These days, that simple, profound truth is the driving force behind all of Shane Barnard and Shane Everett's decisions, both personally and professionally. The pace is slower and the direction is clearer. The men are simplifying their lives by pairing down, enabling them to stay rooted in their community and church and to be home more with their growing families.
Everett has two daughters, and his wife is expecting a third in June; while Barnard has two girls as well with singer-songwriter wife Bethany Dillon. They have reduced 150 tour dates from last year down to 80. In addition to their weekly classes, they also lead worship at The Porch, a Bible study for 20 and 30-something singles.
"We've been in a season of just really coming back to the Gospel and guarding the trust of our hearts and our bandwidth as believers to try to put an emphasis on fostering the heart that loves Christ more than stuff," Everett reveals. "In light of that, the shows are better, and the ministry's better. I feel like our relationship as a team—the Shane & Shane team—is healthier. We're tapping into the Source more. Time with the Lord has really enhanced every area of our ministry and family life. I feel like it's spilt over into the music."
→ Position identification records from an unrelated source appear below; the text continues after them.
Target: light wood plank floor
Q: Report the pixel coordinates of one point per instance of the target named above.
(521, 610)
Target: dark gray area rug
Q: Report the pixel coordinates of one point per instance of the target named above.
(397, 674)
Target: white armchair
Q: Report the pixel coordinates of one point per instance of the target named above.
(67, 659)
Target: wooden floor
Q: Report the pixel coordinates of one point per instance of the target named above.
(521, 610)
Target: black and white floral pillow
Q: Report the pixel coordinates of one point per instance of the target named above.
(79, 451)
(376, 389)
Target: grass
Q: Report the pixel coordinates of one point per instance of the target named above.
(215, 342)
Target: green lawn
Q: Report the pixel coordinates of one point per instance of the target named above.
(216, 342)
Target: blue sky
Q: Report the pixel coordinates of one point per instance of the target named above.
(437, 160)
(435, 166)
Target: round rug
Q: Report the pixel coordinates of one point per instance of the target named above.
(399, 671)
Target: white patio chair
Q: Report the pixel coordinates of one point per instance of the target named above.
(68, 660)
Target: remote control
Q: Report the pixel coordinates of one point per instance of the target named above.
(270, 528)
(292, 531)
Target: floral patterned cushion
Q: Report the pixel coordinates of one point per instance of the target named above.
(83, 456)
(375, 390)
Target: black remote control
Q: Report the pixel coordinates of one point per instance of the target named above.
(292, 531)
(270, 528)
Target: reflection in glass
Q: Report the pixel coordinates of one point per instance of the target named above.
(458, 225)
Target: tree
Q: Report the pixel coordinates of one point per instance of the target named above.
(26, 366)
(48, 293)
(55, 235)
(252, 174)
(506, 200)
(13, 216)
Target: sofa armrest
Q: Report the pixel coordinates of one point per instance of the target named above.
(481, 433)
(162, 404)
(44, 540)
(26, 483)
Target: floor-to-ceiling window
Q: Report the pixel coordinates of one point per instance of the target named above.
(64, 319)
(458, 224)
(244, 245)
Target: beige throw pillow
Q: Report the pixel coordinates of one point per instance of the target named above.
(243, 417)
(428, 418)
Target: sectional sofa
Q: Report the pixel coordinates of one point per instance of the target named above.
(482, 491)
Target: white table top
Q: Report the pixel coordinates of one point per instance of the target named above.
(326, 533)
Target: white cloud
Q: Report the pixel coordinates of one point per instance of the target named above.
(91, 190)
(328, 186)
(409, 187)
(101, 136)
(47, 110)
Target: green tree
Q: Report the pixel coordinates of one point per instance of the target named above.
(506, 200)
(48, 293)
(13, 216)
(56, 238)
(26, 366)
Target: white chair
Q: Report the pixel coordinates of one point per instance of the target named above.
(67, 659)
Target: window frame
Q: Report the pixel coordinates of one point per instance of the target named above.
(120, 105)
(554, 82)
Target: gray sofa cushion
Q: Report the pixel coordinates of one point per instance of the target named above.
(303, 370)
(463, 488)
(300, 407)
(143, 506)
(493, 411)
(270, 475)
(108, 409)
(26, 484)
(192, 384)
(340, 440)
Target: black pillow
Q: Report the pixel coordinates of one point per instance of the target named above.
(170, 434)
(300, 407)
"I actually feel like the Lord's really called Shane and I to speak [our] message to the church a lot more than to the un-churched," Barnard adds. "Eighty dates is doable, and we do feel called to still have a voice in that way, but the voice isn't more important than [our] daughters."
As for where their music lands, Shane & Shane are unapologetic about their message, and in the end, while they hope new record Bring Your Nothing resonates with numerous hearts, they're satisfied with the impact the songs have already had on their students.
"At least I have eight students who are being blessed by songs," says Barnard. "That's good enough for me."